Moran: Negotiating with Dictators is a Bad Idea
WASHINGTON, D.C. – U.S. Senators Jerry Moran, the author of S. Con. Res. 7 – the bipartisan resolution which makes clear a United Nations Arms Trade Treaty (ATT) that undermines Constitutional freedoms of American gun owners will not be ratified by the Senate – released the following statements today on Iran, North Korea and Syria blocking the U.N. ATT last night.
“I have said all along that negotiating the ATT with dictatorships was a bad idea. Last night, Iran, Syria, and North Korea made clear they have no intention of abiding by any such treaty. Therefore, any ATT would only serve to constrain law-abiding democracies like the U.S.,” Sen. Moran said. “The most recent collapse of ATT negotiations should serve as a wake-up call to the world’s democracies of the inherent flaws in the U.N. treaty process that puts us on level ground with dictatorships who abuse human rights and arms terrorists.”
“In the coming weeks, I anticipate ATT supporters will seek new avenues for treaty adoption, such as the U.N. General Assembly,” Sen. Moran continued. “Given the apparent support of the Obama Administration for the ATT, members of the U.S. Senate must continue to make clear that any treaty that violates our Second Amendment freedoms will be an absolute nonstarter for ratification.”

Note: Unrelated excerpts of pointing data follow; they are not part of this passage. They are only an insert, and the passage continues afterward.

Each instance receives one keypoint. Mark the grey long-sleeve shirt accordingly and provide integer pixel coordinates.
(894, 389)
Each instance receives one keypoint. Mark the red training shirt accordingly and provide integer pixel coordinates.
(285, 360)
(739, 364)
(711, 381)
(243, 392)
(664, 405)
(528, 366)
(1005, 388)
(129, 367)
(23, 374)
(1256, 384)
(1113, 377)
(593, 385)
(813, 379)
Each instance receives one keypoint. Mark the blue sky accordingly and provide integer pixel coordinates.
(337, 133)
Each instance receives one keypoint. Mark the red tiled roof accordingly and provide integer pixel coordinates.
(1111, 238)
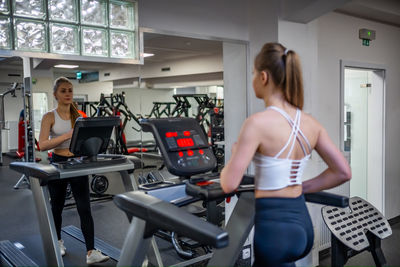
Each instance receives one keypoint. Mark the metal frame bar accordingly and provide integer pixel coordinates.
(45, 216)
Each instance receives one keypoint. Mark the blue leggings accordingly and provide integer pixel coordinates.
(283, 231)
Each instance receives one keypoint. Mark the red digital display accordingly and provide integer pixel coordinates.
(171, 134)
(185, 142)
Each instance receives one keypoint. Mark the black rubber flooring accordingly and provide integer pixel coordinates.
(18, 223)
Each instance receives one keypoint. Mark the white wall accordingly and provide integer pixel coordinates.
(338, 39)
(321, 45)
(207, 18)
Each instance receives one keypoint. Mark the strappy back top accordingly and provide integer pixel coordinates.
(60, 127)
(272, 173)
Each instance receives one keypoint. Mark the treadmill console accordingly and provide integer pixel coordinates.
(183, 145)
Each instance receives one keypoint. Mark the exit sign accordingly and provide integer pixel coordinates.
(365, 42)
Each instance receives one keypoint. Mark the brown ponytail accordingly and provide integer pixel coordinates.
(74, 114)
(284, 68)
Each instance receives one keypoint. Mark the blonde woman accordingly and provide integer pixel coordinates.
(55, 133)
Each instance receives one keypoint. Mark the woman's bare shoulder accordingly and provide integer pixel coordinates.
(48, 117)
(309, 119)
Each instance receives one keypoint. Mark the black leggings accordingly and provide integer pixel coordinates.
(80, 191)
(283, 231)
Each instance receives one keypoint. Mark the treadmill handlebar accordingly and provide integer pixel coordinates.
(207, 190)
(159, 214)
(44, 172)
(329, 199)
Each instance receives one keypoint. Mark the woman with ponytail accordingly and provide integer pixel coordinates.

S. Con. Res. 7 is co-sponsored by a bipartisan group of 34 Senators and outlines specific criteria that must be met for a U.N. ATT to be ratified by the U.S. Senate and recognized as customary international law. The companion resolution was introduced in the U.S. House of Representatives by Rep. Mike Kelly (R-PA).Last July, the U.N. Conference on the ATT dissolved without a consensus treaty text. This was in part thanks to the U.S. delegation asking for additional time after receiving a letter from Sen. Moran and 50 of his Senate colleagues expressing intent to oppose ratification of any treaty that infringes upon our Second Amendment freedoms. On November 7, 2012, the day after President Obama’s reelection, his administration announced its intent to reengage in treaty negotiations which will begin Monday.

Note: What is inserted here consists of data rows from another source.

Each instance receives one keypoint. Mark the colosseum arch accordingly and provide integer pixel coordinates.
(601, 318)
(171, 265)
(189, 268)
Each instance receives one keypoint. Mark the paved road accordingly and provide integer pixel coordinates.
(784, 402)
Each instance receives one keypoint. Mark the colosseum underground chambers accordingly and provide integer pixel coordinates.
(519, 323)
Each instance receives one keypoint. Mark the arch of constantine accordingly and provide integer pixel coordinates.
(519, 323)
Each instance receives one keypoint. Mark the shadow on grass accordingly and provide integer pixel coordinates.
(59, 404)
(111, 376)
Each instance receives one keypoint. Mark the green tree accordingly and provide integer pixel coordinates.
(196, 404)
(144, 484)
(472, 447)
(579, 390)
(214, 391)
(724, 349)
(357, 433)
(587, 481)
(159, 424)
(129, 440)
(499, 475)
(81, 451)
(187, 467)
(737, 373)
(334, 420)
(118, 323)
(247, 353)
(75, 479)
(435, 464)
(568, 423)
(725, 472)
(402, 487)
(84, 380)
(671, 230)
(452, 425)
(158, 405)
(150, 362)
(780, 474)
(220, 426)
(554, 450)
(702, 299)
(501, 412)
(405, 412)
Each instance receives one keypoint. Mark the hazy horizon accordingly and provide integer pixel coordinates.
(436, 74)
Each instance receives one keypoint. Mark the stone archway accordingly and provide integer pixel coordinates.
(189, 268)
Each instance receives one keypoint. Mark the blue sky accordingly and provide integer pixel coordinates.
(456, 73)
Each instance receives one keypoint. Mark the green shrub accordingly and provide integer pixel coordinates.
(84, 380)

“The NRA is the voice of over 4.5 million members and represents tens of millions of other gun owners who are concerned about preserving their Second Amendment rights. We have always been clear that any treaty which does not expressly exclude civilian firearms ownership from its scope will be met with the NRA’s greatest force of opposition,” said Chris W. Cox, executive director for the NRA’s Institute for Legislative Action. “We thank Senator Moran for his leadership, and look forward to working with him and his colleagues to defend the fundamental Second Amendment freedoms of all Americans.”